At least we did get this cool Ghost/Jon Snow reunion.
-The choice of Bran as King at the end seemed like a situation where the producers had wrote themselves into a corner. Dany is dead, Cersei is dead, Jon killed Dany, so the Unsullied will not leave Westeros alone until he’s given some form of justice, and Sansa wants the Northern throne, not the Iron Throne.
So if someone had to be king (can’t say sit the Iron Throne anymore because the damn thing was burned up), there really were no good choices. This is why I thought we were moving towards 7 independent kingdoms.
-I haven’t been one to complain about the length of these last two seasons hurting the final product. But the short length played a part in why Bran being king in the end was so disappointing.
Most of Bran’s journey was spent away from the Game of Thrones. Nowhere is it even mentioned that he’s even being considered by anybody for this should worse come to worse. Could there not have been a vision or at least discussion among nobles bringing up the possibility at some point?
Having two final seasons with a full ten episodes could have at least attempted to deliver on setting up Bran for the throne.

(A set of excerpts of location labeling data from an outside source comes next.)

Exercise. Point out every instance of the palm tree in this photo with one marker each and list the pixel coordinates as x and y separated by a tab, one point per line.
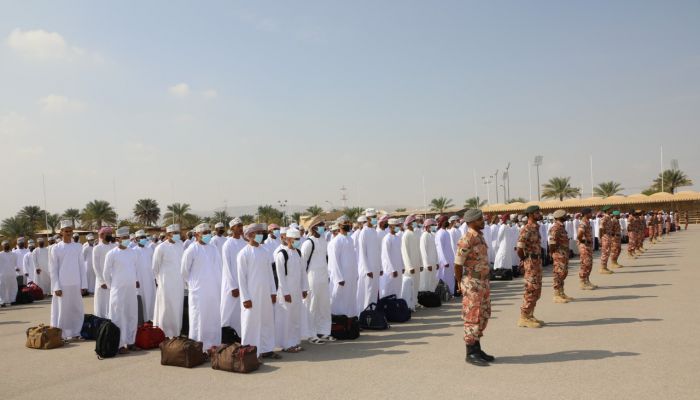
314	210
672	180
146	212
97	213
474	202
607	189
440	204
72	214
34	214
15	227
559	187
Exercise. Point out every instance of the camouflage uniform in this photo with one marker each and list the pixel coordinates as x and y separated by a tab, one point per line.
585	248
529	241
606	240
475	285
558	237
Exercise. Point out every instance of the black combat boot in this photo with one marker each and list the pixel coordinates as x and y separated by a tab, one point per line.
474	356
485	356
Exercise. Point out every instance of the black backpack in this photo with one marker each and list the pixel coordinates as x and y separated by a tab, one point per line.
395	309
373	318
91	326
107	344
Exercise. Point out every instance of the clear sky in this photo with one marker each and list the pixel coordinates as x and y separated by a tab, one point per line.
250	102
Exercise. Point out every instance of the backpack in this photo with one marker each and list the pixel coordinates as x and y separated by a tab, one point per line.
395	309
344	327
91	326
373	318
107	344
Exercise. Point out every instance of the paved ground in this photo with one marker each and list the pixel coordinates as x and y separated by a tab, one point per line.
635	338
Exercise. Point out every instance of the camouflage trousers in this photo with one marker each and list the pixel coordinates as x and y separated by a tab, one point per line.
605	247
586	255
560	271
616	248
533	285
476	307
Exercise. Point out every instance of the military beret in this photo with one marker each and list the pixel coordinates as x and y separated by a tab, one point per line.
532	209
473	214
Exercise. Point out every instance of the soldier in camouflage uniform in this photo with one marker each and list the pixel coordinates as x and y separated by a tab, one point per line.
559	249
584	236
530	254
616	247
472	274
606	239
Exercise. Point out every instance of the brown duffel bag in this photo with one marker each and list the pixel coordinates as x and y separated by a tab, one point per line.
235	358
181	352
44	337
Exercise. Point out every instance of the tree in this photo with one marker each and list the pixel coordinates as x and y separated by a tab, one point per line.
672	180
607	189
72	214
33	214
15	227
440	204
314	210
559	187
474	202
98	213
146	212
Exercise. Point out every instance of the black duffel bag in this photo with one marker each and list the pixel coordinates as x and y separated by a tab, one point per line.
395	309
429	299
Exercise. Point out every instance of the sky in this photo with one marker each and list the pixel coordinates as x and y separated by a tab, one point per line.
242	103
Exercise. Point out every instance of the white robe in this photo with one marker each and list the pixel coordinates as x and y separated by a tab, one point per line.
101	300
40	261
257	284
289	329
392	262
120	275
318	302
147	291
201	269
342	264
231	306
68	276
8	277
428	253
369	260
167	312
410	252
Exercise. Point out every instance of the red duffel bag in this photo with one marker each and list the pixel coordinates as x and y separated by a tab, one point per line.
149	336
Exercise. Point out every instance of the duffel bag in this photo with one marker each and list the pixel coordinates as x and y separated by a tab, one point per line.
149	336
429	299
44	337
344	327
235	358
182	352
395	309
373	318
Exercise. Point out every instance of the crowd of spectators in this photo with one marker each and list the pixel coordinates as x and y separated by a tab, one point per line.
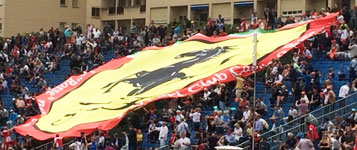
26	58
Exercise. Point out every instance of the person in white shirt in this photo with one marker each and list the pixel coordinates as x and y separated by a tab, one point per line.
179	116
344	90
335	143
353	49
96	33
205	98
101	143
246	113
292	112
238	131
182	127
183	143
196	118
163	131
76	145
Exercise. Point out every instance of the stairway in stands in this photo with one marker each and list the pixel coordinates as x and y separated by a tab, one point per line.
323	65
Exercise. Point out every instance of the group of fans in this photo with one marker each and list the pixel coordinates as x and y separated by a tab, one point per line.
183	125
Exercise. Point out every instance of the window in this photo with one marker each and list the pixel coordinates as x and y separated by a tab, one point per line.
142	8
95	12
120	10
75	3
63	2
62	24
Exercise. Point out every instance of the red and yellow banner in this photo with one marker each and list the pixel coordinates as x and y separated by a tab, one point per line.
101	98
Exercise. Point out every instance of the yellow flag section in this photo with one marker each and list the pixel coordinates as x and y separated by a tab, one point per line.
110	93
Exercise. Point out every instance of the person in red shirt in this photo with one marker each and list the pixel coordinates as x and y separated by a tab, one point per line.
222	33
6	135
312	133
57	142
243	26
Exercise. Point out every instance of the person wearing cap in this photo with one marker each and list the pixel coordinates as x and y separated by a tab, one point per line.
258	124
239	85
12	118
178	116
302	106
291	141
277	116
305	143
237	131
229	137
205	97
182	143
4	115
163	134
182	127
353	116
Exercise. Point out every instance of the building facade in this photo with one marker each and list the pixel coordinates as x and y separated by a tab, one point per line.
25	16
123	13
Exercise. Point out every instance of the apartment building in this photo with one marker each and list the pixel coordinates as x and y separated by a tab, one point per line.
26	16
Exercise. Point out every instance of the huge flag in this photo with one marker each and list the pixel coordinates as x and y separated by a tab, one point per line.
100	99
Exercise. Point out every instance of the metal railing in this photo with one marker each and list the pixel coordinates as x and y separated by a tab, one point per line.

-So Jon being a Targaryen? What did that ultimately mean? Pretty much all the big reveal did was prove to be one more step in moving Dany to madness. Very poor use of that great reveal.
-I know there was speculation why Jon had to be punished at all. The war was over, Dany is dead, so why could Jon not just sit the throne when it was over?

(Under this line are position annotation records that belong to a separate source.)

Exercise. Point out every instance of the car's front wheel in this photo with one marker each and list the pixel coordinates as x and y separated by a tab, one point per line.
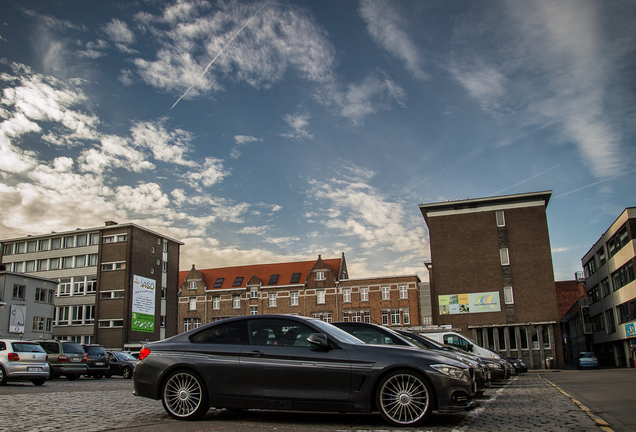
184	396
405	398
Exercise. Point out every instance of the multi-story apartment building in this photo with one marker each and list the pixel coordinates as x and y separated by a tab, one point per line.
26	305
491	274
390	301
307	288
611	291
117	283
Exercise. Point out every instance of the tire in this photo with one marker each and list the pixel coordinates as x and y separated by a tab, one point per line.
184	396
126	373
405	398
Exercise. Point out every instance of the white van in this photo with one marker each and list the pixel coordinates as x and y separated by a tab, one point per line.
461	342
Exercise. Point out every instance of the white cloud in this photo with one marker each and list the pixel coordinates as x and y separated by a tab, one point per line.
388	29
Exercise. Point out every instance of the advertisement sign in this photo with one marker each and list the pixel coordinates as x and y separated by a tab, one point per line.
143	304
17	318
469	303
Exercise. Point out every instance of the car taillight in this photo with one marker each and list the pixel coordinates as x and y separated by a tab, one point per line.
145	352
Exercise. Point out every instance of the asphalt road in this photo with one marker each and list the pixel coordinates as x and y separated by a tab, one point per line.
608	393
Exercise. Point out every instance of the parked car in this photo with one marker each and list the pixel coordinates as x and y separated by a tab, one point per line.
482	372
22	361
97	362
297	363
587	359
65	358
120	363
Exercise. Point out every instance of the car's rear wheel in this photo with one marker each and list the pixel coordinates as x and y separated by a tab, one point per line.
405	398
184	396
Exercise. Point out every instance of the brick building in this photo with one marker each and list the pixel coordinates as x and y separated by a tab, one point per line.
611	290
491	274
98	270
320	289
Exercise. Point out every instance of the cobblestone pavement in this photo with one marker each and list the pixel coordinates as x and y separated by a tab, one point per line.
527	402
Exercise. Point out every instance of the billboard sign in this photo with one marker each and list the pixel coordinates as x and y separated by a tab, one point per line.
469	303
143	304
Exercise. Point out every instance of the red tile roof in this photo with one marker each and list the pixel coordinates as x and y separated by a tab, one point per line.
262	271
568	293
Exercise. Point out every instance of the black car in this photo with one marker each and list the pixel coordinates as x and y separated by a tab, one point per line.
279	362
120	364
97	361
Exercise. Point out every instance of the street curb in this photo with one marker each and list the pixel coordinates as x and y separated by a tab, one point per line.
599	421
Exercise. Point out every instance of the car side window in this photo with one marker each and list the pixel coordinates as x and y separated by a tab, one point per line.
279	332
225	333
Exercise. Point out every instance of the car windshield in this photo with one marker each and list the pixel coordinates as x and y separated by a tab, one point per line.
334	331
72	348
125	356
26	347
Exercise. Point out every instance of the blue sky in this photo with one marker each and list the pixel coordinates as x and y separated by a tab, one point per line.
274	131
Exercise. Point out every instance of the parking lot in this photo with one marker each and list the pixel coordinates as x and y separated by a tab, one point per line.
526	402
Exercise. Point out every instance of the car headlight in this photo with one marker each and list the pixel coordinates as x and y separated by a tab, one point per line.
453	372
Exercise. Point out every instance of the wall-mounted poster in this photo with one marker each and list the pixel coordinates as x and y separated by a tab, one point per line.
17	318
469	303
143	310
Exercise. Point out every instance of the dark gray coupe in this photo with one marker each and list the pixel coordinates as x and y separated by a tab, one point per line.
282	362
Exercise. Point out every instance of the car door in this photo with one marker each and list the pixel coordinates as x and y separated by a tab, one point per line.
280	364
214	352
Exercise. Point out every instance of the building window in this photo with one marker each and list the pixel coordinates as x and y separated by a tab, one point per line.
385	317
617	241
320	297
505	259
499	216
346	295
18	292
508	298
364	294
623	276
38	323
386	293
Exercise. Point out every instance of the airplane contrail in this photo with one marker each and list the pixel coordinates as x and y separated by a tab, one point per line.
221	52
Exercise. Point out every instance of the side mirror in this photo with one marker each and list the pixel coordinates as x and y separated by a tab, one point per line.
319	340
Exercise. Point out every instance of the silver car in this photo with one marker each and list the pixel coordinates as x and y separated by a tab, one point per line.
22	361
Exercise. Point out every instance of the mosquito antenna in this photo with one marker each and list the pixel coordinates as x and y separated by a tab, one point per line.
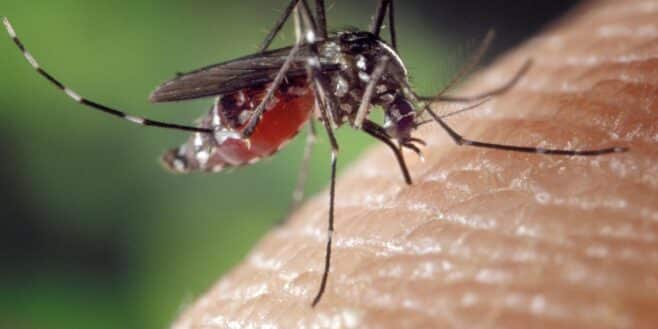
461	141
89	103
494	92
321	19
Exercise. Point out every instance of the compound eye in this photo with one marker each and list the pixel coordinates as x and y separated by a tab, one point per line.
401	118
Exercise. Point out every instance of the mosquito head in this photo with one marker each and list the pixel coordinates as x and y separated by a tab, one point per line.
400	118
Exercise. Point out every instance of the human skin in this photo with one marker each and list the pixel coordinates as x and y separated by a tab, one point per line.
486	238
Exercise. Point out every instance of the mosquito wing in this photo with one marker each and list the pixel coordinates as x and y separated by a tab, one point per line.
231	76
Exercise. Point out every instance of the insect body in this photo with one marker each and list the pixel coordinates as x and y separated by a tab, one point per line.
264	99
289	109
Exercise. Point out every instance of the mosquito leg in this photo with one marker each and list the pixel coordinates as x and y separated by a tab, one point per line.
298	194
321	19
367	95
378	132
279	24
459	140
391	23
327	107
89	103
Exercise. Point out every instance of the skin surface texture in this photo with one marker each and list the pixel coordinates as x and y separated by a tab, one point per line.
484	238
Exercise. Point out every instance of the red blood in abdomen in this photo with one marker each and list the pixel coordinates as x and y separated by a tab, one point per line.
278	124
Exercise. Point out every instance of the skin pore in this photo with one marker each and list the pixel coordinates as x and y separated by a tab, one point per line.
485	238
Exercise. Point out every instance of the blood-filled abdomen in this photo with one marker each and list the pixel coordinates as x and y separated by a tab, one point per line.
289	109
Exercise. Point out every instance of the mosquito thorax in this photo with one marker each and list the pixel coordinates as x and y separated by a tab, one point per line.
359	53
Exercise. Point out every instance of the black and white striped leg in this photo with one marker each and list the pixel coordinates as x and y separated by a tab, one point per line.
459	140
379	133
278	25
467	68
324	111
364	106
89	103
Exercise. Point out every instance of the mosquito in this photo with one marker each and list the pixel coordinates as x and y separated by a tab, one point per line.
263	100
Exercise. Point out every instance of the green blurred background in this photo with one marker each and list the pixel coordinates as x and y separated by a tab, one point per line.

Because of Grey Worm, that’s why. The Unsullied are still there. And the Dothraki would fight with them. Any peace in Westeros meant appeasing Grey Worm. So Jon being sent to rebuild the Night’s Watch was the bone thrown Grey Worm’s way.
-Did the notes Varys sent out have any purpose? Did he get any notes out or was the one he burned the only one he wrote? Maybe those notes are the reason everyone made it to King’s Landing so fast. Not that the show has needed a reason for everyone to travel at warp speed the last two seasons, but maybe that can substitute as a decent one.

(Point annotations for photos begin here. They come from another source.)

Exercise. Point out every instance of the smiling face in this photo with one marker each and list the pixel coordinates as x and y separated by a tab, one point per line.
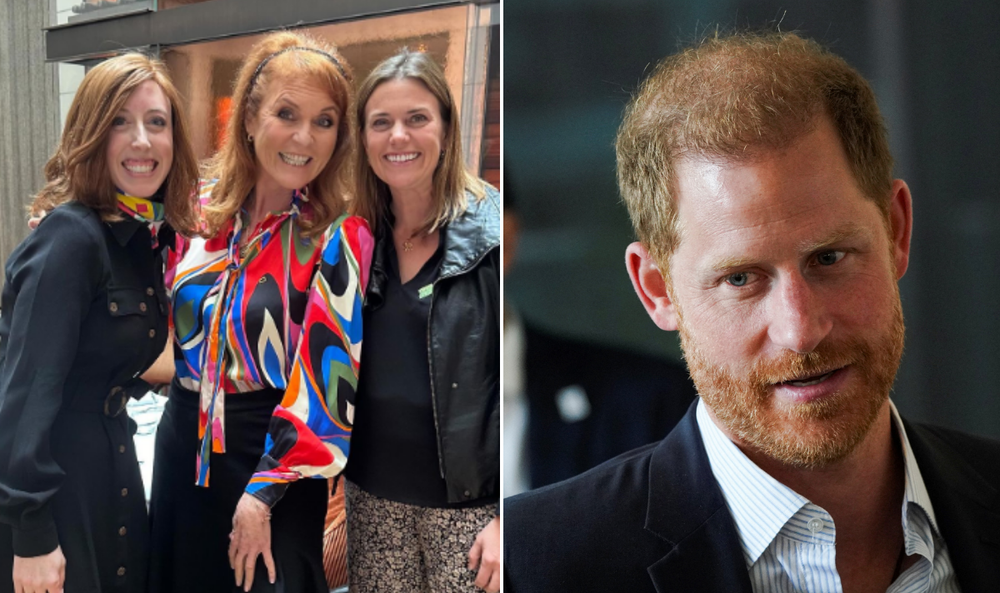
784	288
294	134
403	135
141	142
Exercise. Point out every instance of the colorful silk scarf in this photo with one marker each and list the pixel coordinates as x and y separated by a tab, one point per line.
211	418
145	211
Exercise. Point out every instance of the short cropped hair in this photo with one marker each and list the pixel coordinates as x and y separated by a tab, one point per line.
732	97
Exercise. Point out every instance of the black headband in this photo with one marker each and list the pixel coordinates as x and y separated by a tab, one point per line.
256	73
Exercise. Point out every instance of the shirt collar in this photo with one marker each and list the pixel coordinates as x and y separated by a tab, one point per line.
124	229
761	505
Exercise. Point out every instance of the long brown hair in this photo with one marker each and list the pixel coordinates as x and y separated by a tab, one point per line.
451	178
79	168
235	165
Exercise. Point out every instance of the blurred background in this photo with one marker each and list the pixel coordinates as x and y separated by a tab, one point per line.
569	69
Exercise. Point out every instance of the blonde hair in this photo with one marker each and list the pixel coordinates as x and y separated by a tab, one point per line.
451	178
273	59
79	168
731	97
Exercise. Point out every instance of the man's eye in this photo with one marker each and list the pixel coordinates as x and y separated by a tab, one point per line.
738	279
828	258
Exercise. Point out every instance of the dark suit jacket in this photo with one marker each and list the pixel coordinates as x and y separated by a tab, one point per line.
654	519
634	399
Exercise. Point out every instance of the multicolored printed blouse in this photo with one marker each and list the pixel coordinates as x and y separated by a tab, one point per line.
282	312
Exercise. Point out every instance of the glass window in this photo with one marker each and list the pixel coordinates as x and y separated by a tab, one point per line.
457	37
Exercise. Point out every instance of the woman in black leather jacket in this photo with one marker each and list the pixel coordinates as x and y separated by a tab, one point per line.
424	470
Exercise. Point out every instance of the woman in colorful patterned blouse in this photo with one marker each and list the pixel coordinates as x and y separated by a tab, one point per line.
425	466
267	326
84	313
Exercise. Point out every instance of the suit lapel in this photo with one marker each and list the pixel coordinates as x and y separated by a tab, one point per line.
687	509
966	505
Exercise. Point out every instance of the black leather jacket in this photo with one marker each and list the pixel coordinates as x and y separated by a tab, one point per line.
463	345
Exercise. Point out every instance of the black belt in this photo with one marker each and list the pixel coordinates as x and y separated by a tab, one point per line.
111	406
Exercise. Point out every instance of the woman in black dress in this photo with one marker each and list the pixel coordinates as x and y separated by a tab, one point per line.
84	314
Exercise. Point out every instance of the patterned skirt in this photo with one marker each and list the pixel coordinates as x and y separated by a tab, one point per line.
191	525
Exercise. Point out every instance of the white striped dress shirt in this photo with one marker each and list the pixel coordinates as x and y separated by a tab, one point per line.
789	542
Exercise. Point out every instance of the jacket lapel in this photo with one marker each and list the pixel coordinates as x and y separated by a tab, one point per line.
967	506
687	509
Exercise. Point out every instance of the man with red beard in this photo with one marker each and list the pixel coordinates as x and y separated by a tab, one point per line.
757	173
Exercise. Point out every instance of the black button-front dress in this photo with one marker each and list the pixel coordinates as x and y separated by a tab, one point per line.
83	314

-Arya was completely wasted in the finale.Was there not more for Arya to do than talk with Jon? I figured her being there would be because her faceless man skills could be of use. But all we get is one conversation and an “I’m going West” declaration from one of the show’s best characters.
-I did like the change Tyrion indicated that the King or Queen will no longer be based on lineage. When a king dies, the nobles of Westeros will come together to choose the next one.
-Brienne completed Jamie’s entry in what is known as “The Book of Brothers,” the official record of the deeds and accomplishments of the men who served in the King’s Guard.
-Speaking of books, Tyrion received an advanced copy of the completed “A Song of Ice and Fire.” Ironically, he was not in it.
-A couple of minor characters saw pleasing endings to their arcs: Bronn is Master of Coin and Lord of Highgarden and Pod is a member of the Kings Guard. You see, producers, that is believable because we’ve watched Brienne train him the last four seasons for such a position.
-I thought Dany’s turn last week was a classic Martin move, one I firmly believe will be in the books. I am not so certain about Bran becoming king being there.
The move reeked of “Well if we don’t put somebody on the throne in the end, it will be seen as a cop out. So let’s throw Bran up there.”
When the books are (finally) out and finished, we’ll see if my speculation is correct.
So ends a labor of love I’ve enjoyed for the last five years. My first project as a writer was typing these Game of Thrones recaps, and I want to thank the guys here at 4LN for bringing me on board and giving me the opportunity to do this.
And I thank everyone who took the time to read them, whether you read every week, read every once in awhile, or are just reading this entry, thank you.
Be civil in your discussions as Game of Thrones enters the annals of past shows whose merits (and flaws) will be debated for years to come.